You see, he’d never struck me before that. He had worked very hard to make sure that I would trust him completely. And here, he really had screwed up!
But you know what? Because this was the only time he did that, I didn’t lose my trust. I knew I’d done something that had hurt him, and I felt bad about it. And I knew that he would never hit me, and that he would most likely never throw me again either! It was okay.
Because hitting me was something I knew he simply wouldn’t do.
Here’s my favorite way of looking at this. Being a child, or a puppy, is like walking out into a new landscape every day. And imagine you walked out one morning, and found a big beautiful pond, covered in ice. And you thought how fun it would be to walk out onto that frozen space. Now of course, you wouldn’t just plop out there, though. You’d gently test the ice with the end of your foot. And if it held, you’d test it by pressing a bit harder.
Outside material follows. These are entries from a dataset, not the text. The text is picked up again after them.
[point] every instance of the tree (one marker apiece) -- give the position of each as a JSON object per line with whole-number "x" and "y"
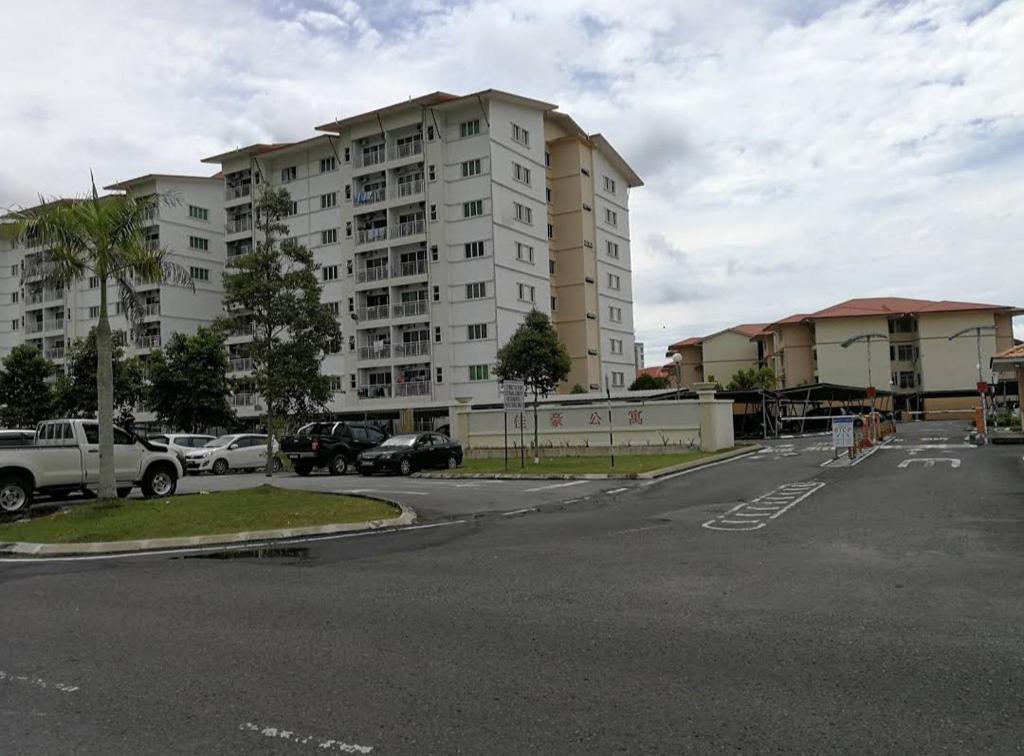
{"x": 646, "y": 382}
{"x": 274, "y": 290}
{"x": 752, "y": 379}
{"x": 74, "y": 391}
{"x": 26, "y": 394}
{"x": 536, "y": 357}
{"x": 101, "y": 238}
{"x": 188, "y": 383}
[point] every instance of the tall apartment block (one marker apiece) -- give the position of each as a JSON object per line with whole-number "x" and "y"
{"x": 438, "y": 223}
{"x": 190, "y": 226}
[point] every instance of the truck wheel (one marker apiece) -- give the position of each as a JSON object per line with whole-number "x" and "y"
{"x": 339, "y": 465}
{"x": 159, "y": 480}
{"x": 15, "y": 494}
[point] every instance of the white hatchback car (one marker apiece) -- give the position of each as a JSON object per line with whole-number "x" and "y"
{"x": 235, "y": 452}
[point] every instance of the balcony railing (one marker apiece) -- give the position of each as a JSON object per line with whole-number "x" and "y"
{"x": 366, "y": 236}
{"x": 375, "y": 273}
{"x": 374, "y": 312}
{"x": 412, "y": 388}
{"x": 411, "y": 309}
{"x": 412, "y": 348}
{"x": 407, "y": 189}
{"x": 408, "y": 228}
{"x": 407, "y": 150}
{"x": 369, "y": 198}
{"x": 233, "y": 193}
{"x": 239, "y": 224}
{"x": 414, "y": 267}
{"x": 382, "y": 351}
{"x": 368, "y": 157}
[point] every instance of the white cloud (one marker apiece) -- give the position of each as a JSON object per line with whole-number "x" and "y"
{"x": 796, "y": 154}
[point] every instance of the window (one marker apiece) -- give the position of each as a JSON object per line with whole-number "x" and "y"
{"x": 522, "y": 213}
{"x": 520, "y": 134}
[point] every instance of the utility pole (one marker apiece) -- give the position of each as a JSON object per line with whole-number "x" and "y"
{"x": 977, "y": 330}
{"x": 867, "y": 338}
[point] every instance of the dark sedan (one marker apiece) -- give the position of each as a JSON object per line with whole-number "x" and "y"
{"x": 411, "y": 452}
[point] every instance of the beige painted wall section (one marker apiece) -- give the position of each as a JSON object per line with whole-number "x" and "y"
{"x": 725, "y": 353}
{"x": 952, "y": 365}
{"x": 849, "y": 367}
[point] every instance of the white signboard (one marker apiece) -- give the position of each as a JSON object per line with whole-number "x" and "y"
{"x": 842, "y": 432}
{"x": 514, "y": 393}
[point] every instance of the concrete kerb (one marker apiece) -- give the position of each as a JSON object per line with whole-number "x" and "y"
{"x": 407, "y": 517}
{"x": 740, "y": 451}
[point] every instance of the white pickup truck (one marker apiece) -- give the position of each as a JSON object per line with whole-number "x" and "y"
{"x": 65, "y": 457}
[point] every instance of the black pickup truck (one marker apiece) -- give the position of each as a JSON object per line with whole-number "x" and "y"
{"x": 330, "y": 446}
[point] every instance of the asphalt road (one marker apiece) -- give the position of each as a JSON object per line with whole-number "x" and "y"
{"x": 768, "y": 604}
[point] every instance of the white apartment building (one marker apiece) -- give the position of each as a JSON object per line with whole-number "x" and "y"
{"x": 190, "y": 226}
{"x": 438, "y": 223}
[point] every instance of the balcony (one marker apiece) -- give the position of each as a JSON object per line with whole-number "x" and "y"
{"x": 411, "y": 309}
{"x": 374, "y": 273}
{"x": 412, "y": 348}
{"x": 413, "y": 388}
{"x": 409, "y": 228}
{"x": 374, "y": 312}
{"x": 368, "y": 236}
{"x": 375, "y": 351}
{"x": 414, "y": 267}
{"x": 369, "y": 198}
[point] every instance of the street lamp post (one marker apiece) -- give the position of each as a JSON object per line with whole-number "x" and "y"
{"x": 977, "y": 330}
{"x": 867, "y": 338}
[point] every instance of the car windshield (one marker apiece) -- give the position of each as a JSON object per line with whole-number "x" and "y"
{"x": 399, "y": 441}
{"x": 221, "y": 442}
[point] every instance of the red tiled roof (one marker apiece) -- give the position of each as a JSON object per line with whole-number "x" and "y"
{"x": 896, "y": 305}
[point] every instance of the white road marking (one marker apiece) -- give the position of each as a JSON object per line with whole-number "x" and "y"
{"x": 37, "y": 681}
{"x": 232, "y": 547}
{"x": 555, "y": 486}
{"x": 930, "y": 461}
{"x": 322, "y": 744}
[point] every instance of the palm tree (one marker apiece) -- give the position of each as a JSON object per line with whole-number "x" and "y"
{"x": 101, "y": 237}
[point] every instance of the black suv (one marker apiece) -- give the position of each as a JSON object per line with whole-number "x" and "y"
{"x": 330, "y": 446}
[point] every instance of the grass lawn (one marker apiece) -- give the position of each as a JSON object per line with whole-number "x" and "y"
{"x": 262, "y": 508}
{"x": 625, "y": 463}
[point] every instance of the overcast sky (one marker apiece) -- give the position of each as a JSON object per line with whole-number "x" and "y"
{"x": 795, "y": 154}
And if it still stayed firm, maybe you’d walk fully onto it and stomp up and down – knowing that, if that ice was going to break, you wanted it to happen where the pond was shallow and you were close to dry land.
And imagine if, when you stomped, instead of the ice holding or breaking, you were suddenly zapped with 50,000 volts of electricity, like a police taser, because someone had set this up to keep people from walking on the ice!!!
What would you learn?
Well, you sure would learn not to walk out there onto the ice. But you’d also learn that ice is dangerous, and that ponds are dangerous. I imagine you’d never dare to learn to skate, or to play hockey. And you’d likely never know the fun of fishing, or swimming in a pond, or even feeding ducks who might live there. You might even learn to distrust all of nature.
Well, that’s what corporal punishment is like. It teaches the right lesson, but with all sort of wrong ones. And it can lead to a profound sense of distrust. In ways that the punisher, the disciplinarian, often doesn’t even know.
So my advice, as always, to all parents, and dog-lovers, is simple: Do the best you can, forgive yourself for the mistakes you’re guaranteed to make, but overall, just come from a place of love and enjoyment. Let that bratty kid and that rotten puppy know that the sight of them is the greatest joy of your life. And, clumsily and fitfully, you will raise someone absolutely wonderful, who will shock you with all they achieve.
Who knows? Maybe they’ll even grow up to become a great, and happy, professional football player!